Не может быть. Но Пегас перестал расти. Совпадение, пустое стечение обстоятельств. Но Пегас перестал расти. Конь уменьшился, чтобы напиться из чаши. Выйти из-под портика. Возглас смертного тут ни при чем. Но Пегас…
– Иди сюда! Быстро!
Он подчинился.
– Дай руку.
Он протянул левую руку.
– Стой, не дергайся.
Крепко взяв мальчишку за запястье, Афина ногтем вспорола ему мясистую часть ладони. Для парня это было все равно что ножом. Он вздрогнул, закусил губу. Пошла кровь: красная, бойкая. Капли упали на вытертые камни плит. Афина наклонилась к ладони смертного – еще узкой, детской, но с мозолями от оружия и поводьев. Опомнилась, скривилась от брезгливости и запоздалого стыда. Ты кто? Ты Афина? Блистательная Покровительница городов? Или ты гнусная Эмпуза, даймон с ослиными копытами, охочая до крови юношей, не вошедших в возраст расцвета? Не хватало еще, чтобы парень схватился за дешевый кулон из яшмы, отпугивающий Эмпузу! Это будет как плевок в лицо…
Пить надо с достоинством. Даже если пьешь кровь.
Богиня выпрямилась. Смочила палец, которым рассекала плоть, в красном ручейке. Лизнула, уловила вкус, задумалась. Лизнула еще разок, на всякий случай. Подставила рассеченную ладонь мальчишки под лучи Селены, небесной странницы, изучила изменения цвета.
В крови парня не было ихора. Смертный, вне сомнений.
Мальчишка не мешал, не молил о пощаде. Склонив голову к плечу, он разглядывал Афину. В глазах его блестел интерес, не сказать чтоб чрезмерный. Страх? Страх отсутствовал. Похоже, юный Гиппоной не впервые видел бога так близко.
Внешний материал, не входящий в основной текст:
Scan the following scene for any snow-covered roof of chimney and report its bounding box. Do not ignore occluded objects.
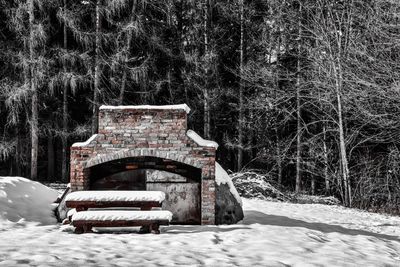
[100,104,190,113]
[186,130,218,149]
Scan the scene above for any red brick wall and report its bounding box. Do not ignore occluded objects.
[71,108,216,224]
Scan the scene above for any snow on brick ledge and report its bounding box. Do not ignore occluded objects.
[100,104,190,114]
[65,191,165,203]
[72,210,172,221]
[186,130,218,149]
[72,134,97,147]
[215,162,243,206]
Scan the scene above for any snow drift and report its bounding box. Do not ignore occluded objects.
[0,176,58,224]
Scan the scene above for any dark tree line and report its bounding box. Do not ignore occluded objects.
[0,0,400,212]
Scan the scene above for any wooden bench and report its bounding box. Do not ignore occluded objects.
[65,191,172,234]
[72,210,172,234]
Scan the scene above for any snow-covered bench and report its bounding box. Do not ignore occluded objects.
[65,191,165,211]
[72,210,172,234]
[65,191,172,233]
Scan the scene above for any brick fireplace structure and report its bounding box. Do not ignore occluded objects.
[70,104,218,224]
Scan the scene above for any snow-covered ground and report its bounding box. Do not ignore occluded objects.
[0,177,400,266]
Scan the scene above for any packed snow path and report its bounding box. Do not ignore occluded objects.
[0,199,400,266]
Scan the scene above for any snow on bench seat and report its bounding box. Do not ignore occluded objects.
[72,210,172,223]
[65,191,165,203]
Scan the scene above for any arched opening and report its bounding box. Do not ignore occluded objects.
[87,156,201,224]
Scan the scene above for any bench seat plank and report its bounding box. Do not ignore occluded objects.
[65,200,162,209]
[72,210,172,223]
[65,191,165,203]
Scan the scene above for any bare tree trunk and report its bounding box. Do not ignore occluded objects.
[118,10,135,105]
[322,122,331,194]
[47,136,54,181]
[334,58,351,206]
[15,130,22,176]
[237,0,245,171]
[203,0,211,139]
[61,0,68,182]
[92,0,101,134]
[118,68,127,105]
[270,21,282,185]
[28,0,39,180]
[295,2,302,193]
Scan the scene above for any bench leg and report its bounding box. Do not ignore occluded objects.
[150,223,160,235]
[74,226,84,234]
[139,225,150,234]
[83,224,93,233]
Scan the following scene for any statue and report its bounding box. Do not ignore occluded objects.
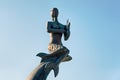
[27,8,72,80]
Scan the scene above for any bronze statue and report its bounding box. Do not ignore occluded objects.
[27,8,72,80]
[47,8,72,61]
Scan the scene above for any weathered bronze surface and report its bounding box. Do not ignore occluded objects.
[26,8,72,80]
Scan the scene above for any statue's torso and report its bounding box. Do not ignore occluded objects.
[48,22,65,45]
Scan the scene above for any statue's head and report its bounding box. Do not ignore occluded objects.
[50,8,59,18]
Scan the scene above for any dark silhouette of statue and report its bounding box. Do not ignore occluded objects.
[27,8,72,80]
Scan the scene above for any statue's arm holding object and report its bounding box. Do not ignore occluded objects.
[47,22,65,33]
[64,20,70,41]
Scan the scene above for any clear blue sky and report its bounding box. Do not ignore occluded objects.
[0,0,120,80]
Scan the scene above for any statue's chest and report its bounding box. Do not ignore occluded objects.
[51,23,64,29]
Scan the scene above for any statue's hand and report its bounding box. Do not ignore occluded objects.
[66,19,70,30]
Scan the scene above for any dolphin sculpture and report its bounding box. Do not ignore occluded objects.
[26,48,69,80]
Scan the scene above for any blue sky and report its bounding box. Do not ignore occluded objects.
[0,0,120,80]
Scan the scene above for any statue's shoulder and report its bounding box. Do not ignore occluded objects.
[47,21,55,27]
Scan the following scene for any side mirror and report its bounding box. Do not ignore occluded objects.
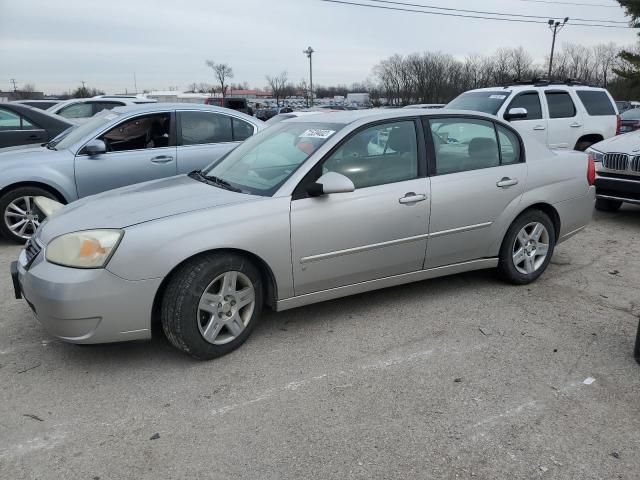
[307,172,356,197]
[504,107,529,120]
[84,138,107,157]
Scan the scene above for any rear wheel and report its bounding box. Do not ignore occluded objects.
[161,253,262,360]
[498,210,556,285]
[0,187,55,243]
[596,198,622,212]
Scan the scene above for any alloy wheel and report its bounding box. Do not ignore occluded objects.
[511,222,549,275]
[197,271,255,345]
[4,196,41,240]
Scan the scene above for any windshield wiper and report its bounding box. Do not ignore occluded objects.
[189,170,242,193]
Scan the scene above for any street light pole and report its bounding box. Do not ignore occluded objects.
[547,17,569,80]
[302,47,314,107]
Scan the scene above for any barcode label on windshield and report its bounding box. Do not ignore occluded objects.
[300,128,336,138]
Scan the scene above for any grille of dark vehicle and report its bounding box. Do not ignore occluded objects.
[602,153,629,170]
[24,238,42,265]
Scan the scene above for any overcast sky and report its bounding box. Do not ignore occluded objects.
[0,0,637,93]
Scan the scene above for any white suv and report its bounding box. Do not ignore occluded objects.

Кого ты мог видеть, дитя? Тинистого Асопа, воняющего гнилыми карасями?! Гипноса у своего ложа? Не Олимпийца же, в конце концов?!
Отложив этот вопрос на будущее, Афина отпустила тонкое запястье.
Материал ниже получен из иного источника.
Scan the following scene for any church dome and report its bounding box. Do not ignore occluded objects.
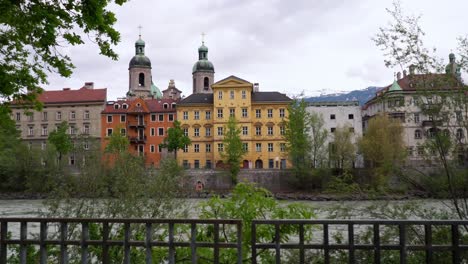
[128,54,151,68]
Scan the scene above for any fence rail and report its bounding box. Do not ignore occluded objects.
[0,218,468,264]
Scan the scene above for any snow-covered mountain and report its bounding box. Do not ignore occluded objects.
[305,86,380,105]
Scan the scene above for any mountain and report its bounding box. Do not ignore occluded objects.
[304,86,381,105]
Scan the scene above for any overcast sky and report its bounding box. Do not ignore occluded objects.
[45,0,468,100]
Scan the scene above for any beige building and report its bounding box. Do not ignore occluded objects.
[11,82,107,165]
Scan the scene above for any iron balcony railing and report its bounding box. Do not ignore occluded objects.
[0,218,242,264]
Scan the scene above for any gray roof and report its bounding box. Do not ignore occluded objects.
[252,92,291,102]
[179,93,213,105]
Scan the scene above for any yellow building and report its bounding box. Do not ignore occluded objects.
[177,76,291,169]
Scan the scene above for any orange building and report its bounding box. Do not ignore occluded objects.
[101,98,177,167]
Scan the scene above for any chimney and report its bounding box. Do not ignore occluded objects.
[254,83,260,92]
[84,82,94,89]
[397,72,401,80]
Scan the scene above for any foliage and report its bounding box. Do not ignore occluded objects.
[309,112,328,168]
[200,183,314,263]
[221,117,245,184]
[48,121,73,162]
[330,126,356,169]
[0,0,126,109]
[359,115,406,189]
[284,99,312,185]
[162,120,192,160]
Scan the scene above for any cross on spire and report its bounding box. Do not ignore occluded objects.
[138,25,143,38]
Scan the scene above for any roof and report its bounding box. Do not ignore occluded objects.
[179,93,213,105]
[38,87,107,104]
[102,99,178,114]
[252,92,292,103]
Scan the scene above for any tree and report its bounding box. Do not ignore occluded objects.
[359,114,406,188]
[310,112,328,168]
[48,121,73,163]
[221,117,245,184]
[284,99,312,181]
[0,0,126,109]
[330,126,356,169]
[161,120,192,160]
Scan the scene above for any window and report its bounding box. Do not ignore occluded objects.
[268,143,273,152]
[280,108,284,117]
[242,108,247,117]
[456,128,464,140]
[267,109,273,118]
[255,109,262,118]
[229,108,236,117]
[28,126,34,137]
[267,127,273,136]
[41,126,49,136]
[255,143,262,152]
[255,127,262,136]
[280,126,286,136]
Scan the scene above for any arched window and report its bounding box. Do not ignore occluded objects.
[138,72,145,86]
[203,77,210,91]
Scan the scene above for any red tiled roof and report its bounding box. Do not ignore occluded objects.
[38,87,107,104]
[102,99,179,114]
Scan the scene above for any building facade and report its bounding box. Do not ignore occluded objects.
[177,76,291,169]
[11,82,107,165]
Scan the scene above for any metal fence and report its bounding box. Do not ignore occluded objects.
[0,218,242,264]
[251,220,468,264]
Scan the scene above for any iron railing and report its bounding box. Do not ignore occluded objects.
[0,218,242,264]
[251,220,468,264]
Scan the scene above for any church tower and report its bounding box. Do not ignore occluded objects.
[127,35,152,98]
[192,38,214,94]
– Жди здесь, – велела она. – Убежишь, покараю.
– Я не убегу.
– Верно. Не убежишь.
– Ты тоже охотилась на Пегаса?
Это оскорбительное «тоже» заслуживало смерти. Мучительной и долгой. Не сейчас, велела мудрость гордости. Успокойся, добавила военная стратегия. Покарать ребенка за неуместное, случайно вырвавшееся слово – унизить себя стократ больше, чем просто смолчать. Ты бесишься, продолжила военная стратегия, та еще надоеда. Пегас улетел, ты была вынуждена спугнуть его. Когда что-то вынуждает тебя к действиям, не предусмотренным заранее – ты яришься, воительница. Почему? Это противно мне, твоей стратегии. Когда ты не понимаешь, что происходит – ты яришься вдвойне. Это противно ей, твоей мудрости. Я сейчас говорю за нас обеих, потому что мудрость молчалива.
Не мальчишка всему виной. Ты, только ты.
– Жди здесь, – повторила Афина.
Не оглядываясь, она пошла к источнику.
Каменная чаша. Ребристый бортик. Веселая струйка фонтанчика. Что влекло тебя сюда, Пегас? Афина зачерпнула пригоршню воды, поднесла ко рту. Вода как вода. Прохладная. Сладкая. Солоноватая. Так не бывает: и то, и другое сразу. Соль в пресной воде? Сладость – еще ладно, Асоп мог расстараться для Сизифа. Что это за вкус? Что это…
Она задохнулась, не в силах поверить.